A contagious bovine pleuropneumonia (CBPP) contingency plan should be a well articulated strategy document designed to define actions that should be taken in the event of a CBPP emergency. It should contain details of the resources that are needed to meet such an emergency, as well as an action plan for efficient and rapid deployment of both human and material resources for effective containment of the disease and elimination of infection. While it is not feasible to produce a model contingency plan that will be a perfect fit for all the situations and circumstances that exist in different countries, the suggested format and contents as described below should serve as guidelines for individual countries to design their national CBPP contingency plans.
It is suggested that a national CBPP contingency plan should include sections or chapters on:
- Nature of the disease.
- Risk analysis for CBPP
- Prevention strategies.
- Early warning contingency plan.
- Strategies for control and eradication of CBPP.
- Organizational arrangements for CBPP emergencies.
- Support plans.
- Action plans.
These are considered briefly below, and then discussed at length in subsequent chapters.
This section should describe the essential features of CBPP such as:
- world evolution and distribution,
- epidemiological features,
- clinical signs,
- pathology, and
- diagnosis (field, differential and laboratory).
While most of these aspects, as described in this Manual, are generic and therefore could be used almost unmodified, others may need to be modified to reflect the circumstances prevailing in individual countries.
This provides information on just how serious a threat CBPP is for the country in comparison with other transboundary animal diseases; where and how CBPP might present; and what its potential consequences are. The risk analysis should indicate just how much effort should be put into contingency planning, and should also provide the rationale for the disease control strategies selected.
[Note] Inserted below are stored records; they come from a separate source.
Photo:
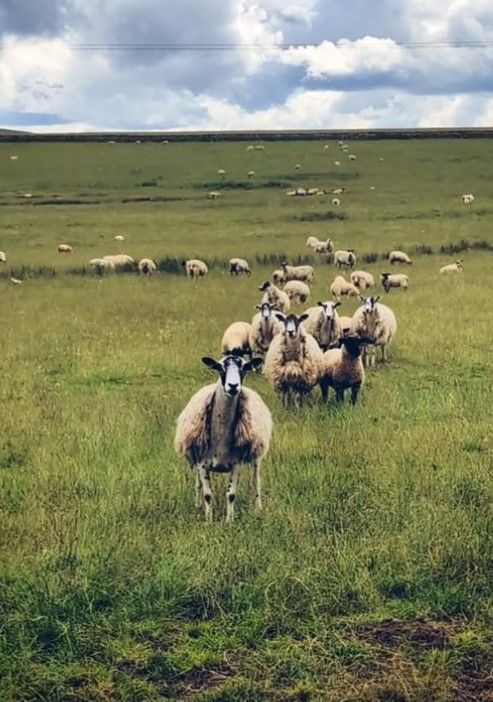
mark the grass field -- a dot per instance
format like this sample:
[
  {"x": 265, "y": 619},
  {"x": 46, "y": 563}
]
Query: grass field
[{"x": 368, "y": 576}]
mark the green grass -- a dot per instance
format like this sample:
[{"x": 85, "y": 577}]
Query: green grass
[{"x": 368, "y": 575}]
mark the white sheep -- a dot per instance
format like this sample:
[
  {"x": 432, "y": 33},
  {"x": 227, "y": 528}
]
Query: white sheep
[
  {"x": 275, "y": 297},
  {"x": 223, "y": 427},
  {"x": 294, "y": 361},
  {"x": 362, "y": 279},
  {"x": 341, "y": 287},
  {"x": 297, "y": 291},
  {"x": 263, "y": 329},
  {"x": 452, "y": 267},
  {"x": 394, "y": 280},
  {"x": 147, "y": 266},
  {"x": 376, "y": 322},
  {"x": 323, "y": 324},
  {"x": 236, "y": 339},
  {"x": 345, "y": 258},
  {"x": 195, "y": 268},
  {"x": 303, "y": 273},
  {"x": 238, "y": 266},
  {"x": 399, "y": 257},
  {"x": 344, "y": 369}
]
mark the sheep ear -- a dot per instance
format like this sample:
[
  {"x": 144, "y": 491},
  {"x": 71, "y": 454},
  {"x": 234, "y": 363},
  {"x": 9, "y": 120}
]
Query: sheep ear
[
  {"x": 252, "y": 364},
  {"x": 211, "y": 363}
]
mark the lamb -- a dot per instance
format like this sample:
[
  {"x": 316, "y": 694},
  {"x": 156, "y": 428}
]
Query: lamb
[
  {"x": 341, "y": 287},
  {"x": 394, "y": 280},
  {"x": 237, "y": 266},
  {"x": 303, "y": 273},
  {"x": 236, "y": 340},
  {"x": 376, "y": 322},
  {"x": 344, "y": 258},
  {"x": 223, "y": 427},
  {"x": 294, "y": 361},
  {"x": 195, "y": 268},
  {"x": 452, "y": 267},
  {"x": 263, "y": 329},
  {"x": 399, "y": 257},
  {"x": 343, "y": 368},
  {"x": 275, "y": 297},
  {"x": 323, "y": 324},
  {"x": 297, "y": 291},
  {"x": 147, "y": 266},
  {"x": 362, "y": 280}
]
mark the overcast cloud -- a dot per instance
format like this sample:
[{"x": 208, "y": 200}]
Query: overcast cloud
[{"x": 350, "y": 71}]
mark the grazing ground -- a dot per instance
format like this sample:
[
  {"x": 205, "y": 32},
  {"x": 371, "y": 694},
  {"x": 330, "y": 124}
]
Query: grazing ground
[{"x": 369, "y": 574}]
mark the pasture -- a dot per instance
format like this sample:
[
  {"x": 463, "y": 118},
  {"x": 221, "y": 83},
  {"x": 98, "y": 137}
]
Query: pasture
[{"x": 368, "y": 575}]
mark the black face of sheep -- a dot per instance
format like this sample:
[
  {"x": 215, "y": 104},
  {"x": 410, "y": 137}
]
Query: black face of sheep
[
  {"x": 292, "y": 323},
  {"x": 232, "y": 369}
]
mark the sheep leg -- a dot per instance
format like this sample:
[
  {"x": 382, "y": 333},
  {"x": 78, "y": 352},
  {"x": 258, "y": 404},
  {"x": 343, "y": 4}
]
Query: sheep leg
[
  {"x": 205, "y": 481},
  {"x": 231, "y": 493}
]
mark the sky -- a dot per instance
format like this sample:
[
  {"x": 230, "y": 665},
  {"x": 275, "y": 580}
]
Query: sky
[{"x": 309, "y": 64}]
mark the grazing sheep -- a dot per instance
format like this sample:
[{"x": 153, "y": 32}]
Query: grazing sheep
[
  {"x": 263, "y": 329},
  {"x": 119, "y": 260},
  {"x": 147, "y": 266},
  {"x": 377, "y": 323},
  {"x": 323, "y": 324},
  {"x": 362, "y": 280},
  {"x": 343, "y": 368},
  {"x": 303, "y": 273},
  {"x": 297, "y": 291},
  {"x": 236, "y": 339},
  {"x": 238, "y": 266},
  {"x": 294, "y": 361},
  {"x": 394, "y": 280},
  {"x": 223, "y": 427},
  {"x": 278, "y": 299},
  {"x": 194, "y": 268},
  {"x": 344, "y": 258},
  {"x": 452, "y": 267},
  {"x": 399, "y": 257},
  {"x": 341, "y": 287}
]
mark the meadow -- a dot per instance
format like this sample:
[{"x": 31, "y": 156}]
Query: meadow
[{"x": 368, "y": 575}]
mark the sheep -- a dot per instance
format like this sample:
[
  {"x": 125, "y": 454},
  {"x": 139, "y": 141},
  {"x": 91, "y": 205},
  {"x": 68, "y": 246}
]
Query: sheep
[
  {"x": 297, "y": 291},
  {"x": 452, "y": 267},
  {"x": 223, "y": 427},
  {"x": 263, "y": 329},
  {"x": 376, "y": 322},
  {"x": 194, "y": 268},
  {"x": 147, "y": 266},
  {"x": 303, "y": 273},
  {"x": 237, "y": 266},
  {"x": 362, "y": 280},
  {"x": 236, "y": 340},
  {"x": 119, "y": 260},
  {"x": 340, "y": 286},
  {"x": 294, "y": 362},
  {"x": 399, "y": 257},
  {"x": 275, "y": 297},
  {"x": 344, "y": 258},
  {"x": 394, "y": 280},
  {"x": 323, "y": 324},
  {"x": 343, "y": 368}
]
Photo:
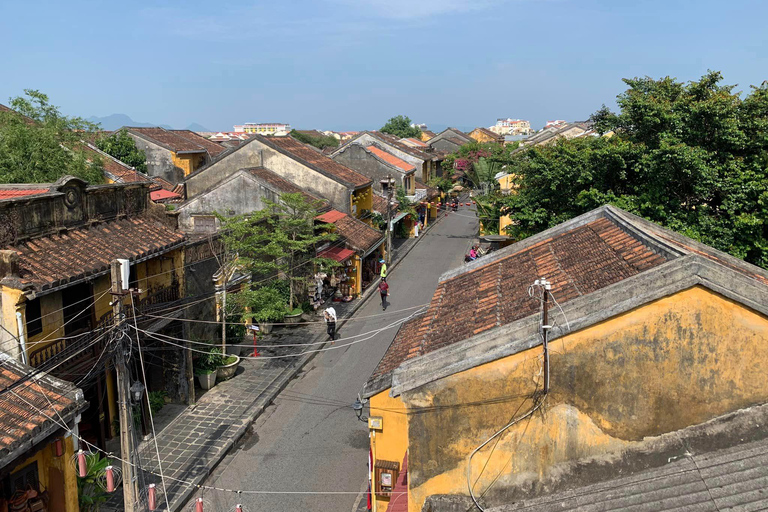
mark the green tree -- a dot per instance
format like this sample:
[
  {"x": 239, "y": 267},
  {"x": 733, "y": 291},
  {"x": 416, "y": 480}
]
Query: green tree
[
  {"x": 326, "y": 141},
  {"x": 38, "y": 144},
  {"x": 278, "y": 242},
  {"x": 690, "y": 156},
  {"x": 400, "y": 126},
  {"x": 121, "y": 146}
]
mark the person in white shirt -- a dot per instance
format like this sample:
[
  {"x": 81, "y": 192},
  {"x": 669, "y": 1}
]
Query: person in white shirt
[{"x": 330, "y": 321}]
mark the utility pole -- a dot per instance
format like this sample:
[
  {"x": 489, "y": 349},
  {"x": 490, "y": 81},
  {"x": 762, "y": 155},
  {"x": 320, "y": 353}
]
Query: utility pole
[
  {"x": 545, "y": 287},
  {"x": 389, "y": 219},
  {"x": 123, "y": 392},
  {"x": 224, "y": 315}
]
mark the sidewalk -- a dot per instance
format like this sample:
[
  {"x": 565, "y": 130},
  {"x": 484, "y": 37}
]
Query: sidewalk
[{"x": 193, "y": 444}]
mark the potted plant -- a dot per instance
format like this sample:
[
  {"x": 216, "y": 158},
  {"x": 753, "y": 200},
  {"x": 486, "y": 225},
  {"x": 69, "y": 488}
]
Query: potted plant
[
  {"x": 206, "y": 367},
  {"x": 293, "y": 316},
  {"x": 263, "y": 305},
  {"x": 228, "y": 367}
]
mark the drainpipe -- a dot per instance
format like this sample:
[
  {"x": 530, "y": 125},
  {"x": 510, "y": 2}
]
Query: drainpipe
[{"x": 22, "y": 341}]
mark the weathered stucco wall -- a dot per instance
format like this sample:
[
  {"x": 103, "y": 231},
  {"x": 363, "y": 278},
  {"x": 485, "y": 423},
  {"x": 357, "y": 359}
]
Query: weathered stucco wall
[
  {"x": 357, "y": 158},
  {"x": 308, "y": 179},
  {"x": 160, "y": 160},
  {"x": 240, "y": 194},
  {"x": 673, "y": 363},
  {"x": 391, "y": 442}
]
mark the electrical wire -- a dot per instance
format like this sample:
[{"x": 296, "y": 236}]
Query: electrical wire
[
  {"x": 151, "y": 419},
  {"x": 370, "y": 335},
  {"x": 316, "y": 323}
]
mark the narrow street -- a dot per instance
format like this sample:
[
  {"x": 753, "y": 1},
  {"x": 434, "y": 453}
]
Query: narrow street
[{"x": 310, "y": 439}]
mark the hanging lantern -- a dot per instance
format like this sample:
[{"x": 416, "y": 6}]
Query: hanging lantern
[
  {"x": 82, "y": 469},
  {"x": 152, "y": 497},
  {"x": 58, "y": 447},
  {"x": 110, "y": 479}
]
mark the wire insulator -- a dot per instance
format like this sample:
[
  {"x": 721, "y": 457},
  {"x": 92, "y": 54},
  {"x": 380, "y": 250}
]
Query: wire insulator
[
  {"x": 81, "y": 464},
  {"x": 152, "y": 497},
  {"x": 110, "y": 479}
]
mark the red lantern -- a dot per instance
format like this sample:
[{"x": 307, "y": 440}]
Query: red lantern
[
  {"x": 110, "y": 479},
  {"x": 81, "y": 465},
  {"x": 58, "y": 447},
  {"x": 152, "y": 497}
]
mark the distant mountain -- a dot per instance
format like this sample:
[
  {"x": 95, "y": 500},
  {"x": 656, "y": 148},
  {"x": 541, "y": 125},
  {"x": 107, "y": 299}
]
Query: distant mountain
[{"x": 196, "y": 127}]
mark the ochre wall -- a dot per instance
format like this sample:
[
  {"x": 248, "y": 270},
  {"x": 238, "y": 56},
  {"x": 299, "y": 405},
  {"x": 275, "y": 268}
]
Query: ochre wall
[
  {"x": 189, "y": 163},
  {"x": 391, "y": 442},
  {"x": 676, "y": 362},
  {"x": 46, "y": 459}
]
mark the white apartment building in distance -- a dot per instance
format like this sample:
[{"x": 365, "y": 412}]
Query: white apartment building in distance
[
  {"x": 511, "y": 127},
  {"x": 264, "y": 128}
]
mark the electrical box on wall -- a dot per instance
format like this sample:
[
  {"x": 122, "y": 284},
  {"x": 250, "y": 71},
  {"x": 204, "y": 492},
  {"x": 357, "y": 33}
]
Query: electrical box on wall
[{"x": 386, "y": 472}]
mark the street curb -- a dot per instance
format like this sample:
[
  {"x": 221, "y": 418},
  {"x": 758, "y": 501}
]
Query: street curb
[{"x": 274, "y": 388}]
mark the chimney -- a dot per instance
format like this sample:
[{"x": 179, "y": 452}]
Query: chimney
[{"x": 9, "y": 264}]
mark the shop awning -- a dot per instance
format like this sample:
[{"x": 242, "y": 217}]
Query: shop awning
[
  {"x": 339, "y": 254},
  {"x": 398, "y": 218}
]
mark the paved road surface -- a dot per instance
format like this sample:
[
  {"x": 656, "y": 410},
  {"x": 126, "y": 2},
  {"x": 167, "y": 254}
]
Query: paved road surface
[{"x": 310, "y": 439}]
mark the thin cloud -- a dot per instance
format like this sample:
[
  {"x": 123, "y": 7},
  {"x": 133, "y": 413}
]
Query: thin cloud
[{"x": 417, "y": 9}]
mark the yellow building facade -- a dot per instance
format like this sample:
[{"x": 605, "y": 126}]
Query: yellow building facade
[{"x": 675, "y": 347}]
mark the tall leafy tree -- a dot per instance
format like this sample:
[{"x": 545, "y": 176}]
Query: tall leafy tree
[
  {"x": 121, "y": 146},
  {"x": 278, "y": 242},
  {"x": 690, "y": 156},
  {"x": 400, "y": 126},
  {"x": 38, "y": 144}
]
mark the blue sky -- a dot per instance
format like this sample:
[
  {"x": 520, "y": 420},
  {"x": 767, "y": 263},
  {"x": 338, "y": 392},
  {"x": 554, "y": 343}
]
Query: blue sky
[{"x": 351, "y": 64}]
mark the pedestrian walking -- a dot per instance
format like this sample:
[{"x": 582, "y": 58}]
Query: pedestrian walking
[
  {"x": 384, "y": 291},
  {"x": 330, "y": 321}
]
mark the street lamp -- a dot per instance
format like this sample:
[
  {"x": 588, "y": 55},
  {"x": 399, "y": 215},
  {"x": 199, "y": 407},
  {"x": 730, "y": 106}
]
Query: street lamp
[
  {"x": 358, "y": 408},
  {"x": 137, "y": 389}
]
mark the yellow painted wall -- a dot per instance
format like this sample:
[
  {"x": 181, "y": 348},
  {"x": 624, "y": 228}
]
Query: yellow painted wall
[
  {"x": 481, "y": 137},
  {"x": 391, "y": 442},
  {"x": 676, "y": 362},
  {"x": 189, "y": 163},
  {"x": 363, "y": 198},
  {"x": 45, "y": 459}
]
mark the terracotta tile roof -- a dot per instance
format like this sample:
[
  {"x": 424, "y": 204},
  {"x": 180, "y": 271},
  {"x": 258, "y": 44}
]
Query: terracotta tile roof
[
  {"x": 54, "y": 260},
  {"x": 119, "y": 171},
  {"x": 314, "y": 159},
  {"x": 358, "y": 235},
  {"x": 282, "y": 185},
  {"x": 432, "y": 192},
  {"x": 380, "y": 204},
  {"x": 213, "y": 149},
  {"x": 14, "y": 193},
  {"x": 168, "y": 139},
  {"x": 391, "y": 139},
  {"x": 391, "y": 159},
  {"x": 24, "y": 410},
  {"x": 339, "y": 254},
  {"x": 577, "y": 262},
  {"x": 330, "y": 217},
  {"x": 488, "y": 133},
  {"x": 159, "y": 195}
]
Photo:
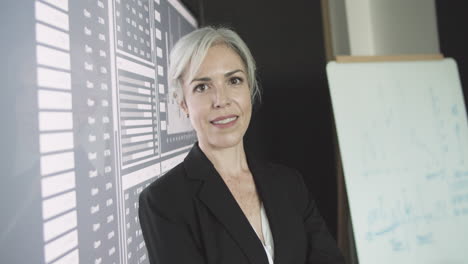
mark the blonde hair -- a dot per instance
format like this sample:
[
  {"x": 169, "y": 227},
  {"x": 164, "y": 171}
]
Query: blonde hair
[{"x": 189, "y": 52}]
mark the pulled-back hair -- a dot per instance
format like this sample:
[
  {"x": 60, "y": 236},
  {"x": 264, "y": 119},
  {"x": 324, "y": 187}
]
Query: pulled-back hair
[{"x": 190, "y": 51}]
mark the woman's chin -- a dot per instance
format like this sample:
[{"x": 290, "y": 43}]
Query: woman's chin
[{"x": 224, "y": 142}]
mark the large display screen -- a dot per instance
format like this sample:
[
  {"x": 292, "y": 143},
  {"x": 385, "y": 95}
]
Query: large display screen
[{"x": 90, "y": 122}]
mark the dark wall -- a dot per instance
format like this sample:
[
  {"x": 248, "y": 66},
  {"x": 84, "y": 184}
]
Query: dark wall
[
  {"x": 293, "y": 125},
  {"x": 452, "y": 21}
]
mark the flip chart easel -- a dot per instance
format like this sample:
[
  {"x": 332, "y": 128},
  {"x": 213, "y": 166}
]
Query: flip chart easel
[{"x": 403, "y": 139}]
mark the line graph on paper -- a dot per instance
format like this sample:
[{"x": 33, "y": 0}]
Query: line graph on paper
[{"x": 403, "y": 136}]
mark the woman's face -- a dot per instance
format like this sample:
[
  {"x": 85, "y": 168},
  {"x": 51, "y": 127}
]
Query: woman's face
[{"x": 218, "y": 100}]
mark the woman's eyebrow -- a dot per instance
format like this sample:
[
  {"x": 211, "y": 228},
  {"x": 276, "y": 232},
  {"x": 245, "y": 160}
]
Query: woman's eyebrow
[
  {"x": 232, "y": 72},
  {"x": 201, "y": 79},
  {"x": 207, "y": 79}
]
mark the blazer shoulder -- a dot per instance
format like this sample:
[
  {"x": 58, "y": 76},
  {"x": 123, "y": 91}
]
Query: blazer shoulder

Risk analyses need to be updated regularly to take account of changing circumstances, both internally and externally.
This should describe the quarantine and other measures that should be taken to minimize the risk of introduction and establishment of CBPP.
This includes all the initiatives that need to be taken to ensure that an incursion of CBPP can be recognized and reacted to before it reaches epidemic proportions in the country; and for monitoring the progress of eradication campaigns. It includes disease surveillance and epidemiological capabilities such as emergency disease reporting mechanisms and animal health information systems; training of animal health staff in recognition of the disease; and public awareness programmes.
CBPP may be controlled by reduction of the number of infected animals in cattle populations (through stamping out); preventing transmission of the disease (through zoning, cattle movement controls and quarantine); and reducing the number of susceptible cattle (by vaccination) - or a combination of these. This section, which is the core component of the contingency plan, describes how these strategies might be put into practice in a control and eradication campaign for CBPP. It also describes how disease eradication should be verified and national freedom proven to international standards.
The administrative structures of national veterinary services, which have evolved mainly to deal with routine animal health programmes, are not necessarily appropriate for emergency disease control. This section describes the organizational arrangements that should be ready to be put in place when there is a CBPP emergency, to enable all necessary resources to be efficiently marshalled to respond to the emergency. These arrangements will vary according to the infrastructure, veterinary services capacity and bureaucratic arrangements of the country concerned.
The support plans underpin the technical plans. They include financial, resource plans and legislation. They are of vital importance and are a key to the success or failure of an eradication campaign.
Action plans are the mechanisms whereby the various phases of the plan are implemented: from the initial investigation phase to the final stand-down phase.
A list of names and contact addresses, including telephone numbers, facsimile and e-mail addresses, of the following could be placed as appendixes to the contingency plan:
- regional and world reference laboratories for CBPP; and
- international organizations for possible assistance.
Also included could be information on:
- national animal health laws, and
- any other information that is specifically relevant to the individual country.
It should be emphasized that what now follows only provides a framework for countries to develop their own contingency plans for CBPP, as national contingency plans for CBPP have to take account of the particular national circumstances.